22. Bireysel başvuruların, 6216 sayılı Kanun'un 47. maddesinin (5) numaralı fıkrası ile İçtüzük'ün 64. maddesinin (1) numaralı fıkrası uyarınca, başvuru yollarının tüketildiği tarihten, başvuru yolu öngörülmemiş ise ihlalin öğrenildiği tarihten itibaren otuz gün içinde Anayasa Mahkemesine doğrudan veya diğer mahkemeler yahut yurt dışı temsilcilikler vasıtasıyla yapılması gerekmektedir.
23. Başvuru konusu olayda, başvurucunun, karakolda kötü muamele gördüğü iddiası üzerine başlatılan soruşturma sonucunda polis memuru C.C. hakkında dava açılmış ve hükmün açıklanmasının geri bırakılması kararı verilmiştir. İtiraza tabi olan söz konusu karar hakkında başvurucunun yaptığı itiraz, 6/5/2013 tarihinde reddedilmiş ve anılan ret kararı başvurucuya 31/5/2013 tarihinde tebliğ edilmiştir.
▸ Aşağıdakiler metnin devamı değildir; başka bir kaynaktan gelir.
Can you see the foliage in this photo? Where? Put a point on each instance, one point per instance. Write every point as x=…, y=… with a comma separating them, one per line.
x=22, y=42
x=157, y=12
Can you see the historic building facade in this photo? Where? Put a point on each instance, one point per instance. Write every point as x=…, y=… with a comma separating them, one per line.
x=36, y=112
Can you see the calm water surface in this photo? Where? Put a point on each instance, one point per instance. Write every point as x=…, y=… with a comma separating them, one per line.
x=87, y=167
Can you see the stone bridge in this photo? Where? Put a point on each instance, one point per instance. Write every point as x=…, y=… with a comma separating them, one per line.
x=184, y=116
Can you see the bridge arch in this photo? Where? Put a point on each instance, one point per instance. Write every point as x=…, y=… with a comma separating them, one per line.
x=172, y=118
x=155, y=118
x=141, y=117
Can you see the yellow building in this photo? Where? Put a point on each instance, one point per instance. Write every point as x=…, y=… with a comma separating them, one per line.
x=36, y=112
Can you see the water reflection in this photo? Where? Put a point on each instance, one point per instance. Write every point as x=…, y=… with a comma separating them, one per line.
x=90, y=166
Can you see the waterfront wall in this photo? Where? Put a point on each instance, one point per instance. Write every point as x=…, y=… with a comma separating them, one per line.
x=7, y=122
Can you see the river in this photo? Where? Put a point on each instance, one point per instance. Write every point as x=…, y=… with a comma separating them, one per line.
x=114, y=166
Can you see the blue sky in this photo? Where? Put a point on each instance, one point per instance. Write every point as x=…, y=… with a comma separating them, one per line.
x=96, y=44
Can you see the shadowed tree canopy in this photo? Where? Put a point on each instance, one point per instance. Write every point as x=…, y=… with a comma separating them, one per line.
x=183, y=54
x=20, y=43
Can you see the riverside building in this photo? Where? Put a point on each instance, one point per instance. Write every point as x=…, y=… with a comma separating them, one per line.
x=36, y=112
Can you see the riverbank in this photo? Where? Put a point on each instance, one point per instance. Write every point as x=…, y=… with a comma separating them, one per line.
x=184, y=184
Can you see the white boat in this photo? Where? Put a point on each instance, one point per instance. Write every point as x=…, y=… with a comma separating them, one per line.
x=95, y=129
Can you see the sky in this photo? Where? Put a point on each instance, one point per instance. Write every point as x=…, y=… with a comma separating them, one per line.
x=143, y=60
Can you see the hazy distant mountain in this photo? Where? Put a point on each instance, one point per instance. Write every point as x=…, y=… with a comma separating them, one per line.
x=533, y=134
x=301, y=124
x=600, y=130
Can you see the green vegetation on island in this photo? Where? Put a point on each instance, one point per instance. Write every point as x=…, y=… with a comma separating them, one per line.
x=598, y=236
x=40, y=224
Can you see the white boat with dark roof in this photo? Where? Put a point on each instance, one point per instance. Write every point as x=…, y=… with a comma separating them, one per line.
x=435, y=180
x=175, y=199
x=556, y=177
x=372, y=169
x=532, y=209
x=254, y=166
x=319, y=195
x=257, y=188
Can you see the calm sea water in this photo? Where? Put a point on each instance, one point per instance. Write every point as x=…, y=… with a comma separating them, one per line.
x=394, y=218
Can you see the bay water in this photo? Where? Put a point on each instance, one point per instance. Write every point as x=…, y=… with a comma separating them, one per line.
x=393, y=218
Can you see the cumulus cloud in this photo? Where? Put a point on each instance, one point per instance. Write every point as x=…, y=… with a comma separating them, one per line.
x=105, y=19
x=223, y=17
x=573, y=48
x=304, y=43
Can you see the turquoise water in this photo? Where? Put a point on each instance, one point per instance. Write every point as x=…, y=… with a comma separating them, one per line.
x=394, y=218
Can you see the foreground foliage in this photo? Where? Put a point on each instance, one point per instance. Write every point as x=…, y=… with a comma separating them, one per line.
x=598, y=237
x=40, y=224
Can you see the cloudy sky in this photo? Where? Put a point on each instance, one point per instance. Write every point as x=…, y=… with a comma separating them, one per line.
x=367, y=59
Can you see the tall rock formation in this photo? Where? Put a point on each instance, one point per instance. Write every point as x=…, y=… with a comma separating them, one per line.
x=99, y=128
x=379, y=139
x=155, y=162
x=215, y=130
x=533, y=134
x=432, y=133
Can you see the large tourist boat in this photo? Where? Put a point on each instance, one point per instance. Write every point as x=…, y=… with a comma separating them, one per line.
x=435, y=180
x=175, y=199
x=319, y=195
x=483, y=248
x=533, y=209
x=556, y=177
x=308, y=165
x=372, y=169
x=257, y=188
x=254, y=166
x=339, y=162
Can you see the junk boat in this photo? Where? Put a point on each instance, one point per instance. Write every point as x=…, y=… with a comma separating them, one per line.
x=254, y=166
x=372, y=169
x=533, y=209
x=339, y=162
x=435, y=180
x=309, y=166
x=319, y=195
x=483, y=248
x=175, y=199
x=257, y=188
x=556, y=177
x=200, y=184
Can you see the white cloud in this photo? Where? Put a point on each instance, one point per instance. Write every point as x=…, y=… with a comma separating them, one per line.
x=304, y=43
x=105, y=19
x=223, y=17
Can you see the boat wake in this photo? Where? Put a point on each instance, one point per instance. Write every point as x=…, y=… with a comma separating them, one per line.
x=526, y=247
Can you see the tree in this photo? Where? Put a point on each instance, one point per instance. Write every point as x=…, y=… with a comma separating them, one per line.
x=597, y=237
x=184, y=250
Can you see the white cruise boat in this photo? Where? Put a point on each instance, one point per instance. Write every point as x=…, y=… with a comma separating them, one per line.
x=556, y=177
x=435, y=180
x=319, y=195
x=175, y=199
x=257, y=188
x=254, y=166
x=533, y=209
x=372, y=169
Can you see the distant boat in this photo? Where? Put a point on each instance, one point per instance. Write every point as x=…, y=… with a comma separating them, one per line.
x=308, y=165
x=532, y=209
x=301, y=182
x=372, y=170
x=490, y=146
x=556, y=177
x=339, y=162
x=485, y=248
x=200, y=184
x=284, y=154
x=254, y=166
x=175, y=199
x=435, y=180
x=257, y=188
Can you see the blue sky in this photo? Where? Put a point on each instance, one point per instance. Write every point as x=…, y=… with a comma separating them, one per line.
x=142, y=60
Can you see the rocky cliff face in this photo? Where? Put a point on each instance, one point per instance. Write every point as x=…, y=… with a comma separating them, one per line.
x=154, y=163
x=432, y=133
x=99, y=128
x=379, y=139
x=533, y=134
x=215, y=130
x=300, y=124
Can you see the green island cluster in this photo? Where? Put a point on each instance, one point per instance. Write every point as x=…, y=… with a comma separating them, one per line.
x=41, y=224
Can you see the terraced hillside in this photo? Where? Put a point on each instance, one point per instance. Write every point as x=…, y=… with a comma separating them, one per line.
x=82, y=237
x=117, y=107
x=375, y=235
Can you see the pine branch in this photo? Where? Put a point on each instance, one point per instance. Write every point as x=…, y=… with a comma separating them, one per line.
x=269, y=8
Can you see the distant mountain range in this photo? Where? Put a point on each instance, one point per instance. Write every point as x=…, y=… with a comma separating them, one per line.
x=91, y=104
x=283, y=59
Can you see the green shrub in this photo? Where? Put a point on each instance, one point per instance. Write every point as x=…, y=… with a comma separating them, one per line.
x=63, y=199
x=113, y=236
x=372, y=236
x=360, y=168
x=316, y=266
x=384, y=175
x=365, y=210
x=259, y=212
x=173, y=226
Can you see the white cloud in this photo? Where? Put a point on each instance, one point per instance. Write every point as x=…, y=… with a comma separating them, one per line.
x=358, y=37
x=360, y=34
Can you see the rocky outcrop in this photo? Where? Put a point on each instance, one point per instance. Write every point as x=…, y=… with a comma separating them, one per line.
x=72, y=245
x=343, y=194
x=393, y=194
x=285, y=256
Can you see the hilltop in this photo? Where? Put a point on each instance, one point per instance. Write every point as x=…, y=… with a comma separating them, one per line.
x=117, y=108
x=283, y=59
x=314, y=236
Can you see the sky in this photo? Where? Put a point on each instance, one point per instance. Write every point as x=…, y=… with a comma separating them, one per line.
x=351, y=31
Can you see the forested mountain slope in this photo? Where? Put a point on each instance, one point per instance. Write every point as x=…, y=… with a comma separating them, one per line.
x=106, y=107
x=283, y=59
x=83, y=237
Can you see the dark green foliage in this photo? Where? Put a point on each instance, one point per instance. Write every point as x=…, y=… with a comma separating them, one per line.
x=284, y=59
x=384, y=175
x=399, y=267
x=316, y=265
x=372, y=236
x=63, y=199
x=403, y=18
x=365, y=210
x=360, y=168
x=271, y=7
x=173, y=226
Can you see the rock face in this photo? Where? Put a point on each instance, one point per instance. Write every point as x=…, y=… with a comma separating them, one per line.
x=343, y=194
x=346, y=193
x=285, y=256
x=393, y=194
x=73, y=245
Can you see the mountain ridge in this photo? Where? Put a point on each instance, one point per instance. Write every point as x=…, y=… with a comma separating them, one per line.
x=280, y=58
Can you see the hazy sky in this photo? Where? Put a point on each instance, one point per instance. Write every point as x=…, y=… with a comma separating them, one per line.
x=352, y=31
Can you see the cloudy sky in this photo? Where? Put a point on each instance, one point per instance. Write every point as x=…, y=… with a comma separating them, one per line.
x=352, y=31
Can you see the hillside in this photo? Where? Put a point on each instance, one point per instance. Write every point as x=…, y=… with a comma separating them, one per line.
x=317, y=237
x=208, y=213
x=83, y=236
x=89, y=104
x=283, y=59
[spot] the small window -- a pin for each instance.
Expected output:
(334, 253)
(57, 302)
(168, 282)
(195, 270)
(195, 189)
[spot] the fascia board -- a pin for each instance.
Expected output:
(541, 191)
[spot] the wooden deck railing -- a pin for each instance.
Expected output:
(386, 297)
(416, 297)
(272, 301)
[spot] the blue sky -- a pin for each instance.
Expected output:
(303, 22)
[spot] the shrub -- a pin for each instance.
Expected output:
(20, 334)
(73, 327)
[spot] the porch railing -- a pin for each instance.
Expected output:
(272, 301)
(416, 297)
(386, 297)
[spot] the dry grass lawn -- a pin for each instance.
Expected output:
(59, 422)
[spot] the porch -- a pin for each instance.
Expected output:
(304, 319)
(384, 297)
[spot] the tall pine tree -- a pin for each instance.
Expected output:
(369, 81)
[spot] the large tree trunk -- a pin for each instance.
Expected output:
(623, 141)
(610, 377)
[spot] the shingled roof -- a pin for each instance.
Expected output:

Başvurucunun, anılan kararın tebliğinden itibaren 30 gün içinde en geç 1/7/2013 tarihine kadar bireysel başvuruda bulunması gerekirken, Mahkemece düzenlenen kesinleşme şerhinin 31/10/2013 tarihinde tebliğ edilmesinden sonra 25/11/2013 tarihinde bireysel başvuruda bulunduğu anlaşılmaktadır (bkz. §§ 9-13).
24. Hüküm aleyhine gidilecek bir kanun yolu bulunmadığında, kanun yoluna süresi içinde başvurulmadığında veya kanun yolları tüketildiğinde, mahkemeler tarafından hükmün kesinleştiği, karar üzerinde, kesinleşme tarihi konmak suretiyle belirtilmektedir. Kesinleşme şerhinin mahkemece taraflara tebliği zorunluluğu bulunmadığı gibi, nihai kararın daha önce öğrenildiği durumda, söz konusu kesinleşme şerhinin tebliğinin yeni bir başvuru süresi doğurmayacağı açıktır.
25. Nihai karar niteliğindeki itirazın reddi kararının başvurucu vekiline tebliğ tarihinde, başvurucunun anılan karardan haberdar olduğunun kabulü gerekmektedir. Başvurucu, başvuru süresinin kaçırılması ile ilgili bir mazeret de ileri sürmemiştir. Yukarıda açıklanan hususlar gözetildiğinde bireysel başvuru için öngörülen otuz günlük sürenin geçtiği anlaşılmaktadır.
26. Açıklanan nedenlerle, başvuru yollarının tüketildiği tarihten itibaren otuz gün içinde yapılmayan başvurunun diğer kabul edilebilirlik şartları yönünden incelenmeksizin “süre aşımı” nedeniyle kabul edilemez olduğuna karar verilmesi gerekir.
V. HÜKÜM
Açıklanan gerekçelerle;
A. Başvurunun “süre aşımı” nedeniyle KABUL EDİLEMEZ OLDUĞUNA,
B. Yargılama giderlerinin başvurucu üzerine bırakılmasına,
25/6/2015 tarihinde OY BİRLİĞİYLE karar verildi.